The album came out on Friday, April 28, but I was in the hospital without my airpods. I needed to listen to it fully, putting my whole self into it; I couldn’t do that in a hospital bed, wrapped up in tubes and wires. So I waited. When I came home that Sunday, the album was there, waiting for me. I held it. I admired it. I sighed.
At first, I did not listen to it on vinyl. I needed to listen on streaming, so I could stop after each song and gather my thoughts and cry if I needed to. And lord, did I need to. Let me tell you, if you’ve been through a divorce, some of these lyrics will knife you in the heart. Having recently gone through that trauma, my first listen of the album featured gasping, clutching my heart, tears welling in my eyes. They got me. They got me again.
Emotional trauma is something you never get over. It lingers in your heart, in your soul, in your brain. It informs your every move. It reshapes and remolds your personality. It weighs on you in a way that feels as if it will never let up. Holding all that inside you is never good for you. I often preach about living your feelings, letting your tears and anguish go. But I’m not always good at that. I had been keeping a lot in. I’d been having a hard time crying. I had this fear that I was turning stoic, that I was becoming one of those people who bottle everything up and put on a brave face.

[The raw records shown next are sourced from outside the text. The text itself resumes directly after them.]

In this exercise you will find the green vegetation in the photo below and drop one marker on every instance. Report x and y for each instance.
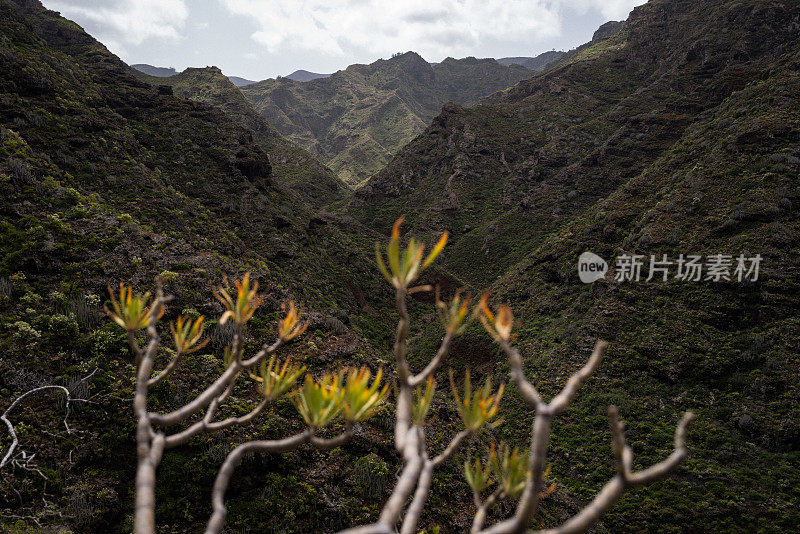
(355, 120)
(666, 138)
(677, 134)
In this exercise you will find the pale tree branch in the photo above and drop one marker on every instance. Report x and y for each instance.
(407, 481)
(526, 389)
(217, 520)
(403, 409)
(12, 433)
(205, 425)
(424, 481)
(451, 448)
(434, 364)
(575, 381)
(214, 390)
(614, 488)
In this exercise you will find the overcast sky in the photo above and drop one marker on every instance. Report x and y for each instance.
(259, 39)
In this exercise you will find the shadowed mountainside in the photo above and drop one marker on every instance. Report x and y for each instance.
(678, 134)
(291, 165)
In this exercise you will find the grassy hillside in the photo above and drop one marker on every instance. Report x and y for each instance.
(103, 179)
(678, 134)
(356, 119)
(291, 165)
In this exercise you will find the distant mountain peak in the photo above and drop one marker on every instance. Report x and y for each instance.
(161, 72)
(305, 76)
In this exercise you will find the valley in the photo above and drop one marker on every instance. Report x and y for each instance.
(674, 132)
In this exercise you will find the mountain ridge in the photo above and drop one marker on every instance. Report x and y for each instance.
(357, 118)
(675, 135)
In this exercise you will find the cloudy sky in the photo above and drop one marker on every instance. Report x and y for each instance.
(259, 39)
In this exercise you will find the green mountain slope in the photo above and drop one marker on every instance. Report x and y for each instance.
(104, 179)
(679, 134)
(356, 119)
(292, 165)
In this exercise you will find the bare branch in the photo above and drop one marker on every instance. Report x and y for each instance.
(10, 426)
(215, 389)
(407, 481)
(4, 418)
(624, 479)
(576, 380)
(144, 514)
(527, 390)
(451, 448)
(403, 410)
(441, 354)
(217, 520)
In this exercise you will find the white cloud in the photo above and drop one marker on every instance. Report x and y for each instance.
(121, 23)
(611, 9)
(434, 28)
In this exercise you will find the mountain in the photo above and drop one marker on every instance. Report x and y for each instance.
(305, 76)
(355, 120)
(537, 63)
(291, 165)
(154, 71)
(103, 179)
(678, 134)
(240, 82)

And then along comes the National with this album, and I found myself weeping, sobbing, letting my pain out, reveling in my emotions, nodding at certain lines. Songs about letting go, giving up, splitting up. “You should take it, I’m only gonna break it”— such a simple line—reminded me of putting stuff in a bag for him, begging him to take the stuff that would only remind me of us if I kept it around. And then there’s Phoebe Bridgers, singing with Matt Berninger, their voices blending sweetly and perfectly. “This isn’t helping, I know you think it’s kindness but it’s not”; I am sobbing at the same time my heart is filling with…something. Remorse? Regret? Ah, here’s the sadness, here’s the loneliness, here’s the wallowing I’m so good at.
I listened to First Two Pages of Frankenstein twelve times in the space of a day. I am listening to it now. I listen on vinyl, and the sound of these incredible songs filling my living room with their sorrow is sometimes too much to bear. I listen on streaming, and I stop after certain songs to gather myself, to gain some composure. Then I’m lost in the music again, lost in the words, lost in the world this band has created for me; a world in which I’m able to let go, to purge myself of all that despair and loss and ugliness.
It takes the National to break me in the way I needed to be broken. I am a piñata, filled with stale emotions that are rotting away inside me, eating me up. This record takes a swing at me, and I let loose a torrent of feelings. I am spilling over. I am free.